6. Track Your Progress

It’s important to keep track of your progressions because it shows you what’s happening with your body. Take pictures once a month and weigh yourself once in a week at the same time, preferable after waking up and morning toilette. A mirror isn’t really useful as you see yourself every day in a mirror. You’re gaining weight? Great, never change a running system. Not gaining? Increase your daily calorie intake by 300 kcal. Also keep a log of your training progress to see what weight you lifted in your last workout, how many reps etc. Try to beat your personal best but never sacrifice form for weight.

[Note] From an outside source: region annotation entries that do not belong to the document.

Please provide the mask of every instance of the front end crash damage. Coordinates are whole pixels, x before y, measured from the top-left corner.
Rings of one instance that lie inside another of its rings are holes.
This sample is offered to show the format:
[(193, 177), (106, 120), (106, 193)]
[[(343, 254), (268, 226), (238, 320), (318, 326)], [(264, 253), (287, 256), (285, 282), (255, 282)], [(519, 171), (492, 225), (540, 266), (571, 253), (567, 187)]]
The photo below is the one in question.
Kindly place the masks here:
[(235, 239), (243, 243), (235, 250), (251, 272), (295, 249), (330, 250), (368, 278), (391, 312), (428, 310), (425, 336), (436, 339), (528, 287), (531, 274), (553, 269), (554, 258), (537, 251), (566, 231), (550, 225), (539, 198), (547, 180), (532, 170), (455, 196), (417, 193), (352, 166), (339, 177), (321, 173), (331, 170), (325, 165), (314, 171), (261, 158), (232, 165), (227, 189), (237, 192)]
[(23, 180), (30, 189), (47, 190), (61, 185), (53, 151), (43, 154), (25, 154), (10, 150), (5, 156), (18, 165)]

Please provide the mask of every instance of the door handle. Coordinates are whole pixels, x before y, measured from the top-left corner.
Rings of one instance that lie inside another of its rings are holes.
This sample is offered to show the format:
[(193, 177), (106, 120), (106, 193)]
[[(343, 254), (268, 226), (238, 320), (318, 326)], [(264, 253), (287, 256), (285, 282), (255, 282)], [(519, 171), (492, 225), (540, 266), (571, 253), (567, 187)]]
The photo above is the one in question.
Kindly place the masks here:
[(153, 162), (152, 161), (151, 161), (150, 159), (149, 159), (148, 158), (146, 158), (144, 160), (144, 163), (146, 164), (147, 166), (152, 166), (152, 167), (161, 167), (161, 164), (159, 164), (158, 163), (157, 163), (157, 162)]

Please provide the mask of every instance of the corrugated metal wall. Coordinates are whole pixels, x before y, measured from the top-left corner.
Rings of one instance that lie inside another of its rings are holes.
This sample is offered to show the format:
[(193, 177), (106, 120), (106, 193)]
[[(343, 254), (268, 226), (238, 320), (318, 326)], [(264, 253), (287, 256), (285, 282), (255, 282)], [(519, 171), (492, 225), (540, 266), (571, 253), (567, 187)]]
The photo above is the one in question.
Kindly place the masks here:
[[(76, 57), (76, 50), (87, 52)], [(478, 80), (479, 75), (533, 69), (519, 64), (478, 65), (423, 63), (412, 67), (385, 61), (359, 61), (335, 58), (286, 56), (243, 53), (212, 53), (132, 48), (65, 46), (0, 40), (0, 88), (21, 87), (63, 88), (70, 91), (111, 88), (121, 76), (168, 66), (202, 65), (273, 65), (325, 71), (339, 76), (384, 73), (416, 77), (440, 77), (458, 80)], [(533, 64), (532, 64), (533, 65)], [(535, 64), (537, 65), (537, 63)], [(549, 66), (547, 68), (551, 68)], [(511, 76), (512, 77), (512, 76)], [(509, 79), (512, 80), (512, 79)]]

7. Quick Tips for Successful Weight Gain

  • The more weight i.e. muscle mass you gain the more calories you need
  • Liquid meals (self made weight gainer shakes) are easier and quicker to consume than solid meals
  • Do cardio about 30-45 minutes a week (2-3 times after working out)
  • Beware of gaining too much body fat, weight gains of 1-2 pounds a week are common if you’ve just started working out
  • Always have a snack on hand like some mixed nuts
  • Keep a positive mental attitude and stay motivated

4 Responses to Effective Weight and Muscle Gain – Nutritional Guide

  • Aubrey de guzman says:

    this article is very useful.. I’d like to ask a diet which suits my schedule.. i work at night.. and i dont normally eat breakfast.. i always have brunch.. so in a day i have 2 meals only.. please help me.. i want to gain weight.. im only 42 kls, 5’2″ tall. i checked my BMI and im underweight, according to the book i read i must weigh atleast 50kls.. i badly need your help.. thanks

  • Phil says:

    Hi Aubrey,

    if you want to gain weight you have to eat more calories than you consume. It’s really that simple. Having only 2 meals a day obviously puts you in a caloric deficit so you need to make bigger meals and eat more often. Working at night is no excuse since you can prepare meals in advance and take it with you. Have a meal after waking up, before going to work, at work and after work and you already have 4 meals ramping up your calorie intake.